Computes and returns coefficient arrays for each group based on the provided actions array. The coefficients include inertia weight, mutation coefficient, and four additional coefficients (c1, c2, c3, c4), which are calculated for each group of particles in the optimizer.

Args:

  • actions (np.ndarray): A 1D numpy array of shape (self.__n_group * 7,) containing action values for each group. Each group is associated with 7 action values.

Returns:

  • dict: A dictionary containing the following keys and their corresponding numpy arrays:

    • ‘w’: Inertia weights, shape (self.__NP, 1)

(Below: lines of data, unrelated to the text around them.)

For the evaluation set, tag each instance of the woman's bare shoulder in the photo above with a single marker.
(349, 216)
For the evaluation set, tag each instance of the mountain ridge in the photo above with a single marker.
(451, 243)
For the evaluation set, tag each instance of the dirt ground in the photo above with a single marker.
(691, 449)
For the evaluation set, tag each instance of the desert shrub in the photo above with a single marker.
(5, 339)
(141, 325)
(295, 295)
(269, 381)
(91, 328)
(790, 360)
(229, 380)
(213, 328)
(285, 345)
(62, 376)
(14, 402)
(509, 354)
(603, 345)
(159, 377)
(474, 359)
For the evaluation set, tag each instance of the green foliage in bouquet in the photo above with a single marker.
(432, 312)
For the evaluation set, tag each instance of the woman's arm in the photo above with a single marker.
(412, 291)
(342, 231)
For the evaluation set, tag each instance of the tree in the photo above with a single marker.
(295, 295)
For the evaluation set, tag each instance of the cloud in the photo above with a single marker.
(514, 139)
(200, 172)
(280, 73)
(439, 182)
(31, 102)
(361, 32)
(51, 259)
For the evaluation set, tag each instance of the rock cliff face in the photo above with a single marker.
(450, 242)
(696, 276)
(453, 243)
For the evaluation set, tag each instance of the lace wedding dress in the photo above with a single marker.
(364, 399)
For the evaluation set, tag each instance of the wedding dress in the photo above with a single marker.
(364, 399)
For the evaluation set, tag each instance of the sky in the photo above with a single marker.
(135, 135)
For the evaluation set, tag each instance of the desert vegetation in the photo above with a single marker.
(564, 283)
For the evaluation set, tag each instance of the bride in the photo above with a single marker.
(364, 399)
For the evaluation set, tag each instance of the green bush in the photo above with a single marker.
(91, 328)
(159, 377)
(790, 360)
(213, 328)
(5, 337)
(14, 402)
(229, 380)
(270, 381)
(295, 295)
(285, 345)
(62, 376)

    • ‘c_mutation’: Mutation coefficients, shape (self.__NP,)

    • ‘c1’: First coefficient, shape (self.__NP, 1)

    • ‘c2’: Second coefficient, shape (self.__NP, 1)

    • ‘c3’: Third coefficient, shape (self.__NP, 1)

    • ‘c4’: Fourth coefficient, shape (self.__NP, 1)

Raises:

  • AssertionError: If the shape of actions does not match (self.__n_group * 7,).

__reinit(filter, problem)[source]

Introduction

Reinitializes selected particles in the swarm based on a filter mask, updating their positions, velocities, and personal/global bests as part of the RL-EPSO optimization process.

Args:

  • filter (np.ndarray): Boolean mask indicating which particles to reinitialize.

  • problem (object): Optimization problem instance containing lower and upper bounds (lb, ub) and other problem-specific attributes.

Returns:

  • None

Side Effects:

  • Updates the internal state of the optimizer, including particle positions, velocities, personal bests, global best, and function evaluation count (fes).

Notes:

  • If no particles are selected by the filter, the method returns immediately.

  • The method uses random number generation for reinitialization, which depends on the optimizer’s RNG state.

__get_state()[source]

Introduction

Returns the current state of the optimizer as a normalized value.

Returns:

  • np.ndarray: A NumPy array containing a single float value representing the ratio of the current function evaluations (self.fes) to the maximum allowed function evaluations (self.__max_fes).

Notes:

  • This method is intended for internal use to track the progress of the optimizer.

update(action, problem)[source]

Introduction

Updates the state of the RL-based Particle Swarm Optimization (PSO) optimizer for one iteration, including particle velocities, positions, personal and global bests, and handles reinitialization and logging. Calculates the reward and determines if the optimization process should terminate.

Args:

  • action (np.ndarray): Action array representing the ratio to learn from pbest and gbest, typically in the range (0, 1).

  • problem (object): Problem instance containing the objective function, lower and upper bounds, and other problem-specific information.

Returns:

  • next_state (np.ndarray): The next state representation after the update.

  • reward (int): Reward signal indicating improvement (1 if global best improved, -1 otherwise).

  • is_end (bool): Flag indicating whether the optimization process has reached its end condition.

  • info (dict): Additional information (currently empty).

Notes:

  • Updates particle velocities and positions using multiple velocity components (CLPSO, FDR, pbest, gbest).

  • Applies velocity and position clamping to respect problem bounds.

  • Updates personal and global bests based on new costs.

  • Handles reinitialization of particles based on patience and mutation coefficients.

  • Logs progress and meta-data if configured.

  • Calculates reward based on improvement of the global best value.

  • Checks for termination based on function evaluation limits or problem-specific optimum.